Aber wir hatten Glück. Das örtliche Baurechtsamt zeigte sich kooperativ. Und die Auflagen, maximal ortstypisch zu bauen, entsprachen ohnehin exakt unserem Konzept“, erinnert sich Oliver Fischer an die Anfänge des komplexen Unterfangens.
Subtile Eingriffe führen zu radikaler Erneuerung
Ursprünglich für die Lagerung von Hopfen erbaut diente die Scheune in den letzten Jahren einem Schreiner als Werkstatt. Die Architekten vom Stuttgarter Architektenbüro Fischer Rüdenauer Architekten PartmbB planten, die Raumhöhe zu erweitern, um im Inneren eine partielle Zweigeschossigkeit zu erzielen.
Die hölzerne Fassade konnte aufgrund der geänderten Dimensionen nach der neuen Dämmung der Außenhülle nicht mehr verwendet werden, wurde aber lattenweise feinsäuberlich demontiert, um im Innenbereich beispielsweise für die Kücheninsel wiederverwendet zu werden. „Für die übrigen Hölzer fanden sich Käufer aus der Nachbarschaft“, ist Fischer dankbar den wertvollen patinierten Werkstoff weiterhin im Kreislauf zu wissen.

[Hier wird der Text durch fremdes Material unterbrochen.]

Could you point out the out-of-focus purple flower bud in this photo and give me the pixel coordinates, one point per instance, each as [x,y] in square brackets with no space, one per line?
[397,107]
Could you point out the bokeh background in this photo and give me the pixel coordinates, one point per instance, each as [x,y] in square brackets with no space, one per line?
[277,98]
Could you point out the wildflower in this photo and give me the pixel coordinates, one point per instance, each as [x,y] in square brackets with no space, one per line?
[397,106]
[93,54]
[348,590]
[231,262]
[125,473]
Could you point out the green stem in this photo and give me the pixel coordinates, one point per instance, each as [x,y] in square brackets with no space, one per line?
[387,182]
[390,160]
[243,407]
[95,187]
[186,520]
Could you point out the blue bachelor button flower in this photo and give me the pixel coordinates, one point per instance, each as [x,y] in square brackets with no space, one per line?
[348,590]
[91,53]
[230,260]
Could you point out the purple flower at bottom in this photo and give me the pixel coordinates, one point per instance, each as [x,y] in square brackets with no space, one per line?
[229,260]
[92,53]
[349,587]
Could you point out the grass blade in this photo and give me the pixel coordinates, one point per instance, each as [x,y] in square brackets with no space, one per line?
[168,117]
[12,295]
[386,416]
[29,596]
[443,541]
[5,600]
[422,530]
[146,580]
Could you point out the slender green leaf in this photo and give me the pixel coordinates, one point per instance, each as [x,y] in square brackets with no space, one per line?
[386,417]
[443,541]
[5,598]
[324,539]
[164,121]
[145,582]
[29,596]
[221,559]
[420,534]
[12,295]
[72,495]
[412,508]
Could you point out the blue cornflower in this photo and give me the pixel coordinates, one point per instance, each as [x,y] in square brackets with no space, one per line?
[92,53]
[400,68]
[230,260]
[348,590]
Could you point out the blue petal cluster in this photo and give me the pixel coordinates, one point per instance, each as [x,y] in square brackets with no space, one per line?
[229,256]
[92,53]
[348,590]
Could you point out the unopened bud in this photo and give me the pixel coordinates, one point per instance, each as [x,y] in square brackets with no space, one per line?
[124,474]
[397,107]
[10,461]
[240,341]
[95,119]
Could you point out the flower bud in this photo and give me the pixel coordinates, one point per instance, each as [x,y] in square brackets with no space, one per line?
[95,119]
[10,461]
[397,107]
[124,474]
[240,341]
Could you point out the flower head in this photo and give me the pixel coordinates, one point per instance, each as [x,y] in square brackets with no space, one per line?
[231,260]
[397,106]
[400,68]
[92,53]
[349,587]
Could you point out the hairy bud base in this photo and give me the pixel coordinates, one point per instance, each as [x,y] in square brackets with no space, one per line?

Für die neue Verkleidung wählte das Architekturbüro vorpatinierte Weißtanne von Trautwein aus Kressbronn (Fabrikat Häussermann, ausführende Firma Trautwein). „Wir hatten auch über das momentan sehr trendige, nach der japanischen Shou-Ban-Technik geflammte Holz nachgedacht. Aber Schwarz wäre zu hart gewesen, deshalb haben wir uns für eine spezielle witterungsbeständige Lasur in Erdgrau, das der über viele Jahrzehnte entstandenen Patina nahekommt, entschieden“, erläutert Oliver Fischer die Überlegungen, das Gebäude äußerlich so wenig wie möglich zu verändern.
Modernisierung im Verborgenen
Die beiden großen bodentiefen Fensteröffnungen an den Längsseiten wurden in Größe und Positionierung den ursprünglichen Scheunentoren authentisch nachempfunden. Zusätzlich bereichern heute beide Giebelseiten ähnliche Fensterflächen, die großzügige Durchblicke quer durch das Haus zulassen und dem Inneren seine lichte, offene Atmosphäre geben. Für nötige Privatsphäre und um die optische Unversehrtheit der Scheune zu bewahren, sorgen Schiebetore vor allen vier Glasfronten.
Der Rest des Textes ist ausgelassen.